My number one intention for becoming a psychologist and psychology professor has always been to help people live a better life, no matter their life circumstances. And since there are only so many hours in a day, I’m always looking for new ways to reach and teach as many people as I can. All at once, if possible.
Which is why I created a Psychology Tips Playlist on my YouTube Channel that I contribute to often.
Psychology Thought for the Day
The purpose of my psychology YouTube Channel is to share key lessons from my three hour psychology lessons in as little as three to five minutes.
Giving people far and wide access to virtual classes, especially those who don’t have the money or means to an undergraduate education. I know how busy everyone is. And I love a good challenge!

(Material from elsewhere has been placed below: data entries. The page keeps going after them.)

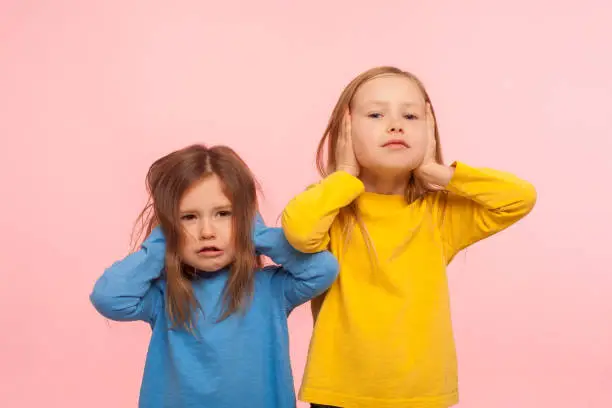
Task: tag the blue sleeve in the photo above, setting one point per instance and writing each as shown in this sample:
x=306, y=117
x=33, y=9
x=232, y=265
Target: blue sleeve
x=125, y=292
x=301, y=276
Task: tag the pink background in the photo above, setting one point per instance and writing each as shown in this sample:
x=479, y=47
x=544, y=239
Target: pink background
x=92, y=92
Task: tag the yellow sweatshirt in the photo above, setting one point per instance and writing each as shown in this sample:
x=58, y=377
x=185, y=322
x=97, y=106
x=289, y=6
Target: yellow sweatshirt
x=383, y=337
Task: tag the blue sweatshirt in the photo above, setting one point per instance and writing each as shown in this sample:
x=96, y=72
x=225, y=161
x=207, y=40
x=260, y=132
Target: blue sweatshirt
x=240, y=362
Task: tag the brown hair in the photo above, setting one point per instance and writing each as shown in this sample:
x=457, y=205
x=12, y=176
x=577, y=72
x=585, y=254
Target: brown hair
x=167, y=180
x=326, y=152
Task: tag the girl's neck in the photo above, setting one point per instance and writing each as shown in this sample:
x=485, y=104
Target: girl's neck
x=387, y=184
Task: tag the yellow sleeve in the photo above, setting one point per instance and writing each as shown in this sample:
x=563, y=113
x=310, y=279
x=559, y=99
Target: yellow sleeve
x=307, y=218
x=481, y=203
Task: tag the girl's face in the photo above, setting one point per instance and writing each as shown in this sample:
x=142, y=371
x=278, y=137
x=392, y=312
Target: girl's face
x=389, y=125
x=206, y=219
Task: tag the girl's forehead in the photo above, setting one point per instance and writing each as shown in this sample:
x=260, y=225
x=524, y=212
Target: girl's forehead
x=389, y=88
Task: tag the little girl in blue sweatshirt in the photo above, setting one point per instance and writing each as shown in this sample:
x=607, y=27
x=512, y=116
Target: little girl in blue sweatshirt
x=218, y=319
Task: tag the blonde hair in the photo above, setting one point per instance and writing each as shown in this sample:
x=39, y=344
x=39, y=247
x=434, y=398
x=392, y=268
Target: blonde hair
x=326, y=151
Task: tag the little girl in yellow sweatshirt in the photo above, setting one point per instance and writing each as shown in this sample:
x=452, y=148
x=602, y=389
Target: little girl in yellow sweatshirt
x=395, y=216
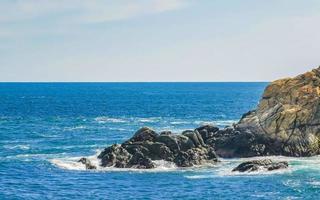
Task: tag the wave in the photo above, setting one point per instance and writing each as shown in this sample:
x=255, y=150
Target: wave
x=206, y=171
x=20, y=146
x=71, y=163
x=103, y=119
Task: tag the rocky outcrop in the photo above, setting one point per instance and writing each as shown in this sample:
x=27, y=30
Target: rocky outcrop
x=286, y=121
x=264, y=164
x=185, y=150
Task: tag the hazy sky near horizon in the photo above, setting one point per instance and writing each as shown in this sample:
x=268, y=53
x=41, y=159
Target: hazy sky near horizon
x=157, y=40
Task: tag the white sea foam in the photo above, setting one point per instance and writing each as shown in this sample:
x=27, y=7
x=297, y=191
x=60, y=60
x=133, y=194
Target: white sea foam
x=71, y=163
x=103, y=119
x=74, y=128
x=179, y=122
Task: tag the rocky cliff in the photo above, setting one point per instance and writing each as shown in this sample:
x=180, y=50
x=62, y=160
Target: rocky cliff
x=286, y=121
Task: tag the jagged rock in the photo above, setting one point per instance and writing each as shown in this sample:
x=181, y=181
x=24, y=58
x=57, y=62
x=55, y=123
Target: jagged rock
x=115, y=155
x=255, y=165
x=286, y=121
x=195, y=156
x=144, y=134
x=166, y=133
x=185, y=150
x=87, y=163
x=207, y=132
x=195, y=137
x=140, y=161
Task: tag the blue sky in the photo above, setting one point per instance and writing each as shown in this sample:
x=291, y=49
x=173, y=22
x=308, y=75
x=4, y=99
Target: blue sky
x=157, y=40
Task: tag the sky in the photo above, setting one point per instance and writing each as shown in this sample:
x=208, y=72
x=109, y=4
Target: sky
x=157, y=40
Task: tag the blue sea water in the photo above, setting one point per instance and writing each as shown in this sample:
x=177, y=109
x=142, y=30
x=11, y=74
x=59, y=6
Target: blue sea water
x=46, y=127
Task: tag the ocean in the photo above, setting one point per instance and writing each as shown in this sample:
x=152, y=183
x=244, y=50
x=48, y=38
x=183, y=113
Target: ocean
x=46, y=127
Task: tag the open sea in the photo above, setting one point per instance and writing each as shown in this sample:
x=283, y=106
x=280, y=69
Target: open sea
x=46, y=127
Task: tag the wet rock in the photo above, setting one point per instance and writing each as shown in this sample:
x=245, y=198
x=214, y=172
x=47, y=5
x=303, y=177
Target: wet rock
x=286, y=122
x=256, y=165
x=207, y=132
x=195, y=137
x=144, y=134
x=115, y=155
x=185, y=150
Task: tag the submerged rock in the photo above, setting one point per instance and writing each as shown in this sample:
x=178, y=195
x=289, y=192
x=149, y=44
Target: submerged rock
x=255, y=165
x=146, y=146
x=286, y=121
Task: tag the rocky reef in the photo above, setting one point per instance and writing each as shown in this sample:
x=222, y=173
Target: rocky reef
x=185, y=150
x=285, y=122
x=264, y=164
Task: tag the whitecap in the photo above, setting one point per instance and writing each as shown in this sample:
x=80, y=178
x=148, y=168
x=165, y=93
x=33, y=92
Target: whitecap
x=74, y=128
x=179, y=122
x=104, y=119
x=20, y=146
x=148, y=120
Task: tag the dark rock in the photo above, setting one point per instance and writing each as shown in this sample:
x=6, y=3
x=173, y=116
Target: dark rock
x=195, y=156
x=207, y=132
x=195, y=137
x=140, y=161
x=286, y=121
x=185, y=150
x=87, y=163
x=144, y=134
x=166, y=133
x=255, y=165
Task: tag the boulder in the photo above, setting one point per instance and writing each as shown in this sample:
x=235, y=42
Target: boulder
x=116, y=156
x=185, y=150
x=286, y=121
x=264, y=164
x=195, y=137
x=144, y=134
x=207, y=132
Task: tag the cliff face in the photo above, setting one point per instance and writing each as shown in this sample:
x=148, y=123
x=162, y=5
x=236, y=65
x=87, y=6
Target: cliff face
x=286, y=121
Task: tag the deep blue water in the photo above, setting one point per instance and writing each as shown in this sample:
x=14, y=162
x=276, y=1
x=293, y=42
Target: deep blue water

I also include videos of psychology interviews, workshops, and keynote speeches.
You will hear the remarkable stories of teachers, social workers, and principals who suffered greatly through illness, injuries, and difficult pregnancies.
Eventually rising up (with time and support) to greater heights in their current lives.
Hear Their Stories in Video Below:
What is Post Traumatic Growth?
Post traumatic growth (PTG) can be defined as positive personal changes that result from the survivor’s struggle to deal with trauma and its psychological consequences.
The process of post traumatic growth can lead to 1. improved relationships, 2. more compassion, 3. openness, 4. appreciation for life, 5. spiritual growth, 6. personal strength, and 7. a renewed sense of possibilities in the world.
The audience was filled a very special group of people. Individuals that have been battling the chronic condition of Inflammatory bowel disease (IBD) their whole lives.
Optimism and Health Empowerment
Inflammatory bowel disease (IBD) describes a group of conditions, the two main forms of which are Crohn’s disease and ulcerative colitis. IBD also includes indeterminate colitis.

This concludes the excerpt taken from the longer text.